For the first time, the APC has a seat at the policy table; and the momentum to drive reform.
Closing the legal gap: the case for site-blocking in South Africa
Stephen Hollis, a partner at Adams & Adams, underscored one of the most pressing obstacles in South Africa’s fight against digital piracy: the absence of an effective legal mechanism to act against pirate operators based offshore. “The biggest issue in South Africa is that we don’t have an effective legal remedy to act against the operators of pirate sites who are based in other countries outside of SA,” he explained, noting that most piracy syndicates operate anonymously, hide behind proxies, and situate themselves in jurisdictions with weak intellectual property protections.
These operations are not harmless. They monetise illegal platforms through advertising, feeding organised crime networks while targeting South African consumers and ICT infrastructure.
The consequences ripple far beyond copyright infringement: piracy siphons money from the creative economy, undermining investments in film, music, publishing, and even sports development. “Finding the next Siya Kolisi, Gavin Hood, or Shubnum Khan,” Hollis noted, becomes harder when resources intended for talent pipelines, mentorship, and production are stolen by piracy syndicates. He stressed that site-blocking has proven internationally to be the most effective remedy to curb online piracy and drive consumers towards legitimate services.
However, South Africa’s current laws only allow for narrow and limited takedowns under the Electronic Communications and Transactions Act, leaving rights holders without the tools to meaningfully disrupt piracy at scale.
With more than 50 countries already implementing site-blocking provisions, South Africa has fallen behind in the fight against digital piracy.

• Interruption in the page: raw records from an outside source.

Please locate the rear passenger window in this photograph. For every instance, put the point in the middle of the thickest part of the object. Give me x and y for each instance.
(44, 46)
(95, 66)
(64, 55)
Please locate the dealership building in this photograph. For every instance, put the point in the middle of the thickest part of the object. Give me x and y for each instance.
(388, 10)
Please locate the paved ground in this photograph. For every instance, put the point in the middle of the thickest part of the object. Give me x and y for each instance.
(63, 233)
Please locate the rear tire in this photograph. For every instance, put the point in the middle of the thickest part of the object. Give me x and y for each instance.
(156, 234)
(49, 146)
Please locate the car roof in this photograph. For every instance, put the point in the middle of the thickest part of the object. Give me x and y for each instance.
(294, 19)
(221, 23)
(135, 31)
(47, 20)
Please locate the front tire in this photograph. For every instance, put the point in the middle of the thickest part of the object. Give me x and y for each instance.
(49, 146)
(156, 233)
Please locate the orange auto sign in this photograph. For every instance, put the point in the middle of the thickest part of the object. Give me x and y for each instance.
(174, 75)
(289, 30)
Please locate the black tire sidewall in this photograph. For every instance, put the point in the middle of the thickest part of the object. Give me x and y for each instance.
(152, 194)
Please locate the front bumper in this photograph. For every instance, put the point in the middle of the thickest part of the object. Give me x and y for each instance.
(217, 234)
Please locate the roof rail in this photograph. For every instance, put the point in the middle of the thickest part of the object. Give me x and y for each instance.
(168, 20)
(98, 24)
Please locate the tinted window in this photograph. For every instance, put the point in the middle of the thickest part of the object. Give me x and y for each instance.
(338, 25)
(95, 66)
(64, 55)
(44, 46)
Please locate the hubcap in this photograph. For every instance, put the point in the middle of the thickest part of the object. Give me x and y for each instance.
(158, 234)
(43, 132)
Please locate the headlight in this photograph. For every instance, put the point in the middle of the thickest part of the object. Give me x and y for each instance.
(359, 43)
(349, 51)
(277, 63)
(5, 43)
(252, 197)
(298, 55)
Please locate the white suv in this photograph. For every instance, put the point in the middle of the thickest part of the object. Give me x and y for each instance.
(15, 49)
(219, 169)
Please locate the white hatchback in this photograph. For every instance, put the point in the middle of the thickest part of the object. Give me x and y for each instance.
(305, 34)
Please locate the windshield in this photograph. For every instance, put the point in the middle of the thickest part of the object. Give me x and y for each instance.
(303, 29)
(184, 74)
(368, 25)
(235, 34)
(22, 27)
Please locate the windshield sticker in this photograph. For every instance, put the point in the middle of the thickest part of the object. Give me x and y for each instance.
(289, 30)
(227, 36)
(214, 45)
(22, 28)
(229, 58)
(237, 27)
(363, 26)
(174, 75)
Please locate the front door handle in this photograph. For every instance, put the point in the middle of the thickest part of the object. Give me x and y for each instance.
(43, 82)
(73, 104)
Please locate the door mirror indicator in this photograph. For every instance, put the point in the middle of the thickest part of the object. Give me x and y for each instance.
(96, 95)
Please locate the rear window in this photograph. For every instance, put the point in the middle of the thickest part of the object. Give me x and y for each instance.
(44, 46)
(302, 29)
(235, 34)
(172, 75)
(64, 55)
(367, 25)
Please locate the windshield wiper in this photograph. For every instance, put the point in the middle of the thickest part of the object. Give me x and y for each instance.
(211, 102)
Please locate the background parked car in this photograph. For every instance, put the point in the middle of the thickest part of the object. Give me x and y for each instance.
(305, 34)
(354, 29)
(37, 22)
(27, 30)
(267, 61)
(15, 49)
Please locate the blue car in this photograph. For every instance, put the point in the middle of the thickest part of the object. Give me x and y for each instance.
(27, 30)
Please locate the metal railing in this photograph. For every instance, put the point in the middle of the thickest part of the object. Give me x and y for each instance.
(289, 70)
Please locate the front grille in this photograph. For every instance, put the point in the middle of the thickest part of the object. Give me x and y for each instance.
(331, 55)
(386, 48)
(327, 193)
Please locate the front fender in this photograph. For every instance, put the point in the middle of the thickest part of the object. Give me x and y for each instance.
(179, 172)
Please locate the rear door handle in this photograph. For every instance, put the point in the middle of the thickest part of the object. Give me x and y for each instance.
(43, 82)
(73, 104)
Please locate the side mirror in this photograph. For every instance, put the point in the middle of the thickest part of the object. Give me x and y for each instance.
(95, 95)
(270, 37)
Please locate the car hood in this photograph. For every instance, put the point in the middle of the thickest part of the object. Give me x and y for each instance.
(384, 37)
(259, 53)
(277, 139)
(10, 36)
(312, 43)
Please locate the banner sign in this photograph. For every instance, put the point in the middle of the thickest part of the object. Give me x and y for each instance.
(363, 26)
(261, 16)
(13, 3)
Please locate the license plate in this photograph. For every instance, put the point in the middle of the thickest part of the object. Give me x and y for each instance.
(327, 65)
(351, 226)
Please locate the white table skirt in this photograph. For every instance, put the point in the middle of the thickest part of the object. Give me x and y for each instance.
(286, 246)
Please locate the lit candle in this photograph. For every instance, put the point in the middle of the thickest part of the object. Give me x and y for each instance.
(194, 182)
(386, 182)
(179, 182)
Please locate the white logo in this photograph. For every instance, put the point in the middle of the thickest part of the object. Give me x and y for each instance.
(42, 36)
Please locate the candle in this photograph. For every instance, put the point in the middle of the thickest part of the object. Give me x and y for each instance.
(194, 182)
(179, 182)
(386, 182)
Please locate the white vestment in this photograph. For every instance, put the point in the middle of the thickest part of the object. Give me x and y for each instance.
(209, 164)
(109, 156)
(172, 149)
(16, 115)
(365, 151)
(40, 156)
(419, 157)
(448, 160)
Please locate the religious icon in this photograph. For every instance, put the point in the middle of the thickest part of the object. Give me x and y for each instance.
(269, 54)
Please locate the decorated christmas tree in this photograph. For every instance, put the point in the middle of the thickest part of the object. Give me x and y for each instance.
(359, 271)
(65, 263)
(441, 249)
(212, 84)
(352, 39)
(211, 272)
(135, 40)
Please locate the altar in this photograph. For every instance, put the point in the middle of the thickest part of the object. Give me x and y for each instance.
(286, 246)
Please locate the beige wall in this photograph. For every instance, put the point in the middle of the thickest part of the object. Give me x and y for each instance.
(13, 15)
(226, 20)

Hollis argues that updating legislation, particularly through amendments aligned with global standards such as the EU Copyright Directive, is critical if the country hopes to stem financial losses and safeguard its digital future.
Hollis identified the APC’s priorities as raising public awareness, educating consueu copyright directive,mers about the economic and safety risks of piracy, and fostering robust collaboration between the private sector, government, rights-holders, and ISPs.
“Pirates are sophisticated,” he cautioned. “We must be agile and we need to move fast; the digital space evolves all the time.”
Piracy: a hidden cybersecurity time bomb
Illicit streaming and download platforms do more than violate copyright, they weaponise consumer behaviour.
Dlamini warns: “Pirate sites are often loaded with malware, ransomware, and spyware, leaving users vulnerable to identity theft, financial fraud, and hacked devices.”
South Africans’ growing appetite for free content has inadvertently made them soft targets for cybercriminals. The workshop highlighted an urgent need for a national awareness campaign to educate citizens about these risks and promote safer digital habits. In this sense, piracy has evolved from an economic issue to a public safety threat.
What success looks like
Over the next 12 months, the APC has four immediate priorities:
- Formalise partnerships through a voluntary memorandum of understanding (MoU).
- Establish a self-regulatory framework with ISPs.
- Convene technical workshops to identify blocking and enforcement mechanisms.
- Expand coalition membership to include additional rights holders and industry voices.
Dlamini sets the timeline plainly: “We hope our submissions will find expression in the outcomes of the draft White Paper before the end of the first quarter of 2026. The APC will embark on a robust awareness campaign … and pursue a voluntary framework with ISPs to start blocking pirate sites.”
If executed, South Africans could see tangible results long before formal legislation is enacted — a significant shift in an industry where action has historically lagged behind risk.